Minimizing Communication for Eigenproblems and the Singular Value Decomposition
Algorithms have two costs: arithmetic and communication. The latter represents the cost of moving data, either between levels of a memory hierarchy, or between processors over a network. Communication often dominates arithmetic and represents a rapidly increasing proportion of the total cost, so we seek algorithms that minimize communication. In \cite{BDHS10} lower bounds were presented on the amount of communication required for essentially all $O(n^3)$-like algorithms for linear algebra, including eigenvalue problems and the SVD. Conventional algorithms, including those currently implemented in (Sca)LAPACK, perform asymptotically more communication than these lower bounds require. In this paper we present parallel and sequential eigenvalue algorithms (for pencils, nonsymmetric matrices, and symmetric matrices) and SVD algorithms that do attain these lower bounds, and analyze their convergence and communication costs.
💡 Research Summary
The paper addresses a fundamental performance bottleneck in modern high‑performance computing: the cost of moving data (communication) often dominates the cost of arithmetic operations in dense linear‑algebra algorithms. While the arithmetic complexity of eigenvalue problems and the singular‑value decomposition (SVD) is well known to be Θ(n³), the authors point out that conventional implementations in LAPACK and ScaLAPACK incur substantially more communication than is theoretically necessary. Building on the communication lower bounds derived in BDHS10, which state that any O(n³) algorithm must move at least Ω(n²/√P) words in a parallel machine with P processors (or Ω(n³/√M) words between fast and slow memory of size M), the authors design a family of algorithms that attain these bounds for a wide class of problems: generalized eigenvalue problems (pencils), nonsymmetric eigenproblems, symmetric/Hermitian eigenproblems, and the SVD.
The core technical contribution is a systematic “communication‑optimal reduction” framework.

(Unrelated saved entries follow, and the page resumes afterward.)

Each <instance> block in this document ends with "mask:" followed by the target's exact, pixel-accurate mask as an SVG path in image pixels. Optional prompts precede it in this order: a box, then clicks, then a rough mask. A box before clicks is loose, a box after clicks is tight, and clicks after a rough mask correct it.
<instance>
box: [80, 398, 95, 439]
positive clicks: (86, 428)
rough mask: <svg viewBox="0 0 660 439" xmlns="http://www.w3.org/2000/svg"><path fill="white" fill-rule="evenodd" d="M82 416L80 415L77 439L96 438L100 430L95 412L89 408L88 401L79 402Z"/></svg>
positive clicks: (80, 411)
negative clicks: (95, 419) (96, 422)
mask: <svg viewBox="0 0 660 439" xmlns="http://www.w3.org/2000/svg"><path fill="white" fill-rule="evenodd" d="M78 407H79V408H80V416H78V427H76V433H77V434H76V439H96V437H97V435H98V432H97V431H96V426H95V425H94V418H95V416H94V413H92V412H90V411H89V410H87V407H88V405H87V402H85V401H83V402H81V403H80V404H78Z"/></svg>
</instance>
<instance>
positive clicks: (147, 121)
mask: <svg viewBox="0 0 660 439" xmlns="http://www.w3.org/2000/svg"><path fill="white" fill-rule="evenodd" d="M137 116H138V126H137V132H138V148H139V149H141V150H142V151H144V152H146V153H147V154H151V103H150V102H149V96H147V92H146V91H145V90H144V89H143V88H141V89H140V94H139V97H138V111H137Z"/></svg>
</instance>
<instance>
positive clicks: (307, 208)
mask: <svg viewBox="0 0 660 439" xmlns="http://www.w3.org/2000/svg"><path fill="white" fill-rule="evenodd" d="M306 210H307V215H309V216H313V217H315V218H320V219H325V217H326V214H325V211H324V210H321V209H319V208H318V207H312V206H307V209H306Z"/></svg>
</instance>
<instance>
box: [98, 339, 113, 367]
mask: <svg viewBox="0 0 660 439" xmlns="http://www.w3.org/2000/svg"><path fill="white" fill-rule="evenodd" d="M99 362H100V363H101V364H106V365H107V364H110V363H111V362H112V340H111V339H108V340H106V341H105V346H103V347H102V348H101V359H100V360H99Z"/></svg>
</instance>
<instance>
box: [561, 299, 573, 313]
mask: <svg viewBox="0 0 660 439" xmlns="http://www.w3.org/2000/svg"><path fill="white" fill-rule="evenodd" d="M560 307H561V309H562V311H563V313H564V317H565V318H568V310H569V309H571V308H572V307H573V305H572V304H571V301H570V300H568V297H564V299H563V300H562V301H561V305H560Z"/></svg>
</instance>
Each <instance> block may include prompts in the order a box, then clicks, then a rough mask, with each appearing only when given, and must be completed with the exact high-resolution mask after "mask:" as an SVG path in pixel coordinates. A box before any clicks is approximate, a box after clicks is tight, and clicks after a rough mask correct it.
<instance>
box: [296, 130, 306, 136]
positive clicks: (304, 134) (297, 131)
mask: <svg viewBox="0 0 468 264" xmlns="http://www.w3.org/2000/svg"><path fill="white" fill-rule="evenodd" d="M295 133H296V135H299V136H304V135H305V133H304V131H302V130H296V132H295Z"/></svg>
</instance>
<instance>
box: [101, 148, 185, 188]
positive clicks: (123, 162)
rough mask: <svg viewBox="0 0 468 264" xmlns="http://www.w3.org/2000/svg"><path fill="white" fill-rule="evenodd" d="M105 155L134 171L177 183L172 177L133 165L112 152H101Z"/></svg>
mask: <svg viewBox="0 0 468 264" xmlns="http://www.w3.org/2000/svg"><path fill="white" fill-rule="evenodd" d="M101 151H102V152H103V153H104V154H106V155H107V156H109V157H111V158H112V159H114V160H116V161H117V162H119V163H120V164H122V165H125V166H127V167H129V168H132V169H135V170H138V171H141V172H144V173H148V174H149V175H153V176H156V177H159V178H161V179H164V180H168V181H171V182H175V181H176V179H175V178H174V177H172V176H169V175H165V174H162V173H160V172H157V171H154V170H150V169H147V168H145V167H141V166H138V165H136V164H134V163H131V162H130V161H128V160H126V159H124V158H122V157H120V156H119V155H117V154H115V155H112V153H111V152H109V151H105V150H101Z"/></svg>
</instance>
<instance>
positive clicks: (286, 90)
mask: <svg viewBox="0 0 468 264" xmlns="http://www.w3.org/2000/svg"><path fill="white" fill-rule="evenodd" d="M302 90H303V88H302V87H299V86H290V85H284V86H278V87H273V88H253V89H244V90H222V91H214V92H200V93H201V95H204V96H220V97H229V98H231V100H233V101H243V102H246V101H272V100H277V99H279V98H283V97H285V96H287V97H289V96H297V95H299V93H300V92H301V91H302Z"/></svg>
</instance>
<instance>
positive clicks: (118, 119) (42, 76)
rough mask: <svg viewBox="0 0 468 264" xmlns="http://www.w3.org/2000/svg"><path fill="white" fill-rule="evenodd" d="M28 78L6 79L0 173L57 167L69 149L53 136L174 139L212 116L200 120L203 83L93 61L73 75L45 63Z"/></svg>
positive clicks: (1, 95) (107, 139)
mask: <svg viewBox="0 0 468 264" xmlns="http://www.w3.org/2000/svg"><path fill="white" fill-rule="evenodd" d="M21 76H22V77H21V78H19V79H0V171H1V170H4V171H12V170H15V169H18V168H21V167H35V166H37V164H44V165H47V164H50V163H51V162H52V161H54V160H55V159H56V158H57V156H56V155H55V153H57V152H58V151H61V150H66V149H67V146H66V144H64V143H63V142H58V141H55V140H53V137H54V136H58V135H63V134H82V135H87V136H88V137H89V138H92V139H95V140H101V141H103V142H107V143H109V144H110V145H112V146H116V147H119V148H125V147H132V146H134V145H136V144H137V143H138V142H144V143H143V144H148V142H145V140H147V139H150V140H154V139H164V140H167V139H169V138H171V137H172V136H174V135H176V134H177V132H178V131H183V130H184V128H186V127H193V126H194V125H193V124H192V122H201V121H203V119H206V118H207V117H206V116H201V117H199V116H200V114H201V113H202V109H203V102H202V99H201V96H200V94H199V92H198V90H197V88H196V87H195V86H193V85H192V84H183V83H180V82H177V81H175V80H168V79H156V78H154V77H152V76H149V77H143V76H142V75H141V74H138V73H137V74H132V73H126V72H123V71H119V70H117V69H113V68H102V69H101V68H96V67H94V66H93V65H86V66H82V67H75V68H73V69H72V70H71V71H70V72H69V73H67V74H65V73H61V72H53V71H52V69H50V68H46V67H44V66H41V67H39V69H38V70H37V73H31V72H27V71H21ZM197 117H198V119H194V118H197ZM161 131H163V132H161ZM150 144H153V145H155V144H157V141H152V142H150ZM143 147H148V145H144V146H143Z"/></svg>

The authors first transform the input matrix into a compact form (Hessenberg, tridiagonal, or bidiagonal) using block Householder or Givens transformations that are arranged on a 2‑dimensional or 2.5‑dimensional processor grid. By replicating a small fraction of the data across the grid (the 2.5‑D approach), they reduce the per‑iteration communication volume from O(n²) to O(n²/√P) while keeping the extra memory overhead within realistic limits. The reduction phase is recursive: each level works on a smaller block, and the communication cost accumulates as a logarithmic factor, yielding an overall cost of O(n² log P) which matches the lower bound up to polylogarithmic terms.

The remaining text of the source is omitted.